Manifestantes preparados para o ataque, munidos com máscaras de gás e estilingues, desceram a rua que liga o Congresso ao Supremo Tribunal Federal (STF) sem enfrentar resistência da Polícia Militar do Distrito Federal, responsável pela segurança pública da Esplanada. A situação foi registrada por câmeras e drones do STF e recém disponibilizadas pelo Tribunal e acessadas pela Agência Pública.
O vídeo mostra um ônibus da Tropa de Choque da Polícia Militar separando os manifestantes, que já haviam tomado o Congresso, da rua que leva para a Praça dos Três Poderes, onde estão o Palácio do Planalto e o STF.
O veículo, do tipo Centurion, é utilizado para lançar bombas de gás e outros materiais de dispersão de multidão. Contudo, de acordo com as imagens, ele não atuou para conter as centenas de golpistas bolsonaristas. Após cerca de 12 minutos da gravação, sem resistência, os manifestantes ultrapassam a barreira. As imagens mostram ainda alguns policiais militares observando a movimentação sem agir.
Já de frente ao Supremo, as imagens captaram os manifestantes arrancando os gradis e começando a quebrar as vidraças. Nesse momento, foram repreendidos por poucos agentes da Polícia Judicial, que utilizou bombas de gás e munição não letal para barrar os manifestantes por cerca de 40 minutos. Os vídeos mostraram que os manifestantes reagiram à resistência policial e tentaram tirar satisfações com os policiais judiciais.
A Pública apurou, entretanto, que após a percepção de que não seria possível proteger o prédio principal do STF dos manifestantes, a Polícia Judicial recuou e decidiu impedir a entrada dos mesmos aos anexos, onde ficam os gabinetes dos ministros.
Após a retirada das forças de segurança do prédio principal, os vídeos mostram que os manifestantes puderam andar calmamente pelo ambiente e não encontraram resistência para destruir o patrimônio público. Além de danificarem obras de arte, os golpistas quebraram câmeras de segurança — é assim que termina a maior parte dos vídeos gravados no circuito interno — e houve ainda tentativas de atear fogo ao prédio.
Como demonstração de transparência, a Pública divulga na íntegra e sem cortes todas as imagens até agora divulgadas pelo STF, Planalto e Congresso Nacional em nosso canal do Youtube. No caso do STF, são 23 vídeos de câmeras internas e externas, além de imagens, que foram disponibilizadas pela corte — parte dos vídeos segue em sigilo.
Horas antes da disponibilização das imagens, a Pública revelou que o STF estava se amparando em uma resolução interna para não ceder o acesso às imagens via Lei de Acesso à Informação.
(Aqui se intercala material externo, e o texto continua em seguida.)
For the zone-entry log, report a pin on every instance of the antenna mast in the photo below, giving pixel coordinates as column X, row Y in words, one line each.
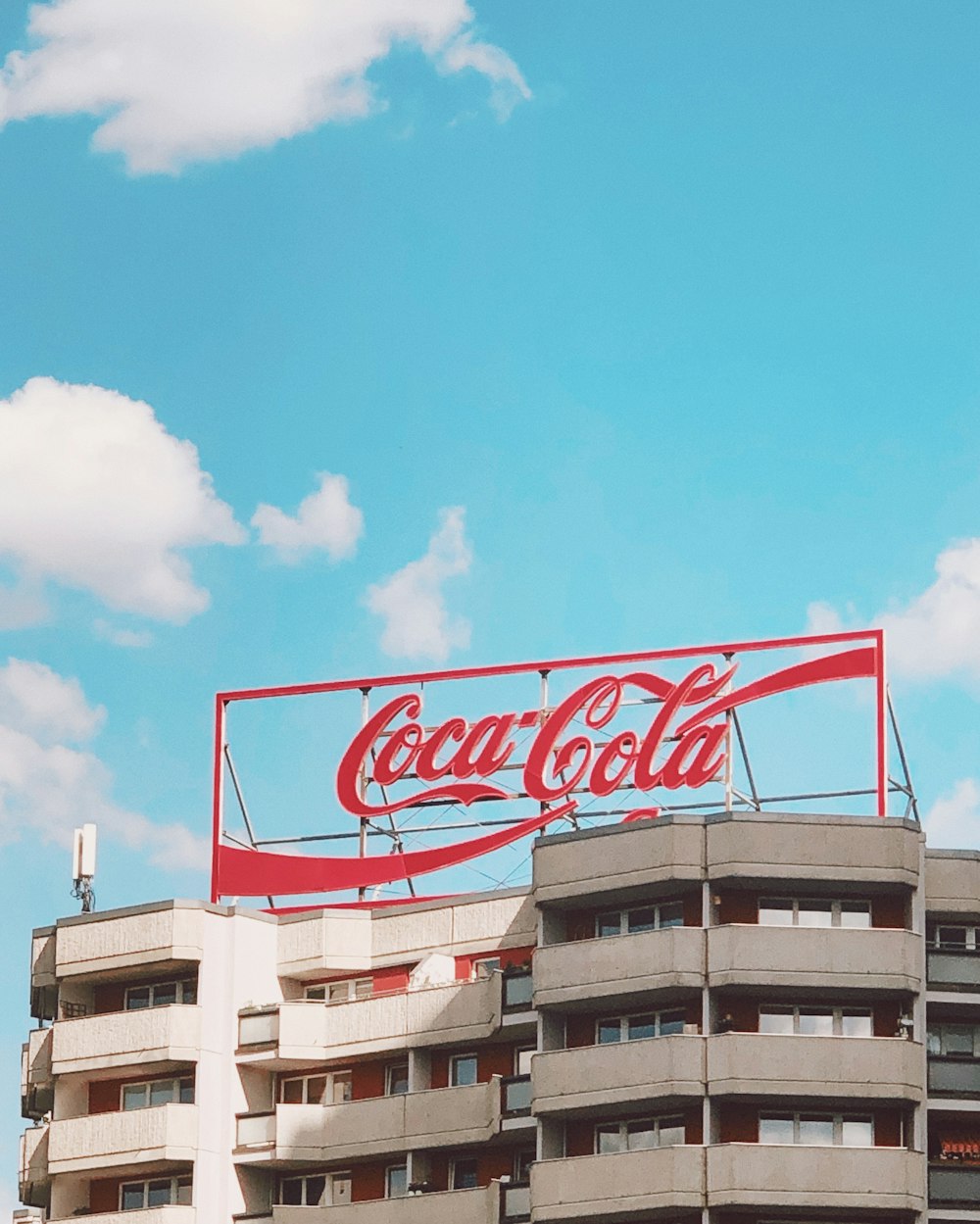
column 83, row 866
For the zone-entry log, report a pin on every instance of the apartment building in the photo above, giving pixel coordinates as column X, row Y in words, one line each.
column 742, row 1018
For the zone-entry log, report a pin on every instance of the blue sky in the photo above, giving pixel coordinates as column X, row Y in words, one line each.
column 660, row 319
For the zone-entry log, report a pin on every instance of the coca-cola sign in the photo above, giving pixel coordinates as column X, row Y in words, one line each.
column 586, row 746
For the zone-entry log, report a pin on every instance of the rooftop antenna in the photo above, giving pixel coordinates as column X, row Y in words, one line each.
column 83, row 866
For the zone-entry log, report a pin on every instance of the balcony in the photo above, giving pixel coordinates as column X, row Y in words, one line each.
column 822, row 1178
column 867, row 1067
column 300, row 1031
column 171, row 1214
column 570, row 1081
column 126, row 1038
column 122, row 1141
column 954, row 969
column 840, row 849
column 480, row 1205
column 810, row 957
column 620, row 967
column 618, row 1188
column 163, row 937
column 955, row 1186
column 33, row 1166
column 382, row 1125
column 635, row 856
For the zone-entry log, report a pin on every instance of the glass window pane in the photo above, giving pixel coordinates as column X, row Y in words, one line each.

A reportagem recorreu ao pedido, já que a resolução interna não pode ter mais força do que a Lei Federal. Pouco depois parte dos vídeos foi cedida à imprensa.
PM, Polícia Judicial e até PF foram acionadas durante a invasão
A Agência Pública ouviu diversas críticas à atuação da PM por interlocutores que circulam no STF, como a existência de uma suposta “falta de comando” nas tropas. A reportagem também ouviu relatos que apontaram que os policiais militares que estavam na Praça dos Três Poderes não agiram ativamente para proteger os prédios, tendo supostamente ficado parados enquanto os manifestantes ocupavam mais espaço e se aproximavam. Algumas imagens mostram cenas parecidas às relatadas.
Uma imagem mostra um servidor do STF levando capacetes aos policiais. De acordo com apuração da reportagem, os equipamentos seriam entregues aos policias militares, que não estariam equipados corretamente, o que teria levado, inclusive, a ferimentos em alguns deles. Por contarem com os equipamentos, policiais judiciais não teriam se ferido.
Entretanto, não foram disponibilizados os vídeos completos que poderiam revelar a completude da atuação de todas as forças de segurança envolvidas no dia, sob a justificativa de conterem informações pessoais das pessoas que trabalham no Tribunal. Dessa forma, não é possível atestar a conduta das outras forças de segurança durante a invasão.
Além da PM e da Polícia Judicial, a Polícia Federal também participou da proteção ou retomada do prédio. Dados sobre o efetivo de policiais judiciais que trabalharam no dia da invasão não foram divulgados pelo Tribunal. A reportagem apurou que, após o início dos ataques, o efetivo teria dobrado em função de novas convocações.
Fontes ouvidas afirmaram à reportagem que não havia sido repassada qualquer informação do real risco de ataque naquele dia por parte do Centro Integrado de Operações de Brasília, órgão subordinado à Secretaria de Segurança Pública do Distrito Federal, e responsável por planejar a segurança em grandes manifestações. Relatório acessado pela reportagem mostra que autoridades públicas apostaram que não haveria deslocamento de ônibus para Brasília, como ocorreu.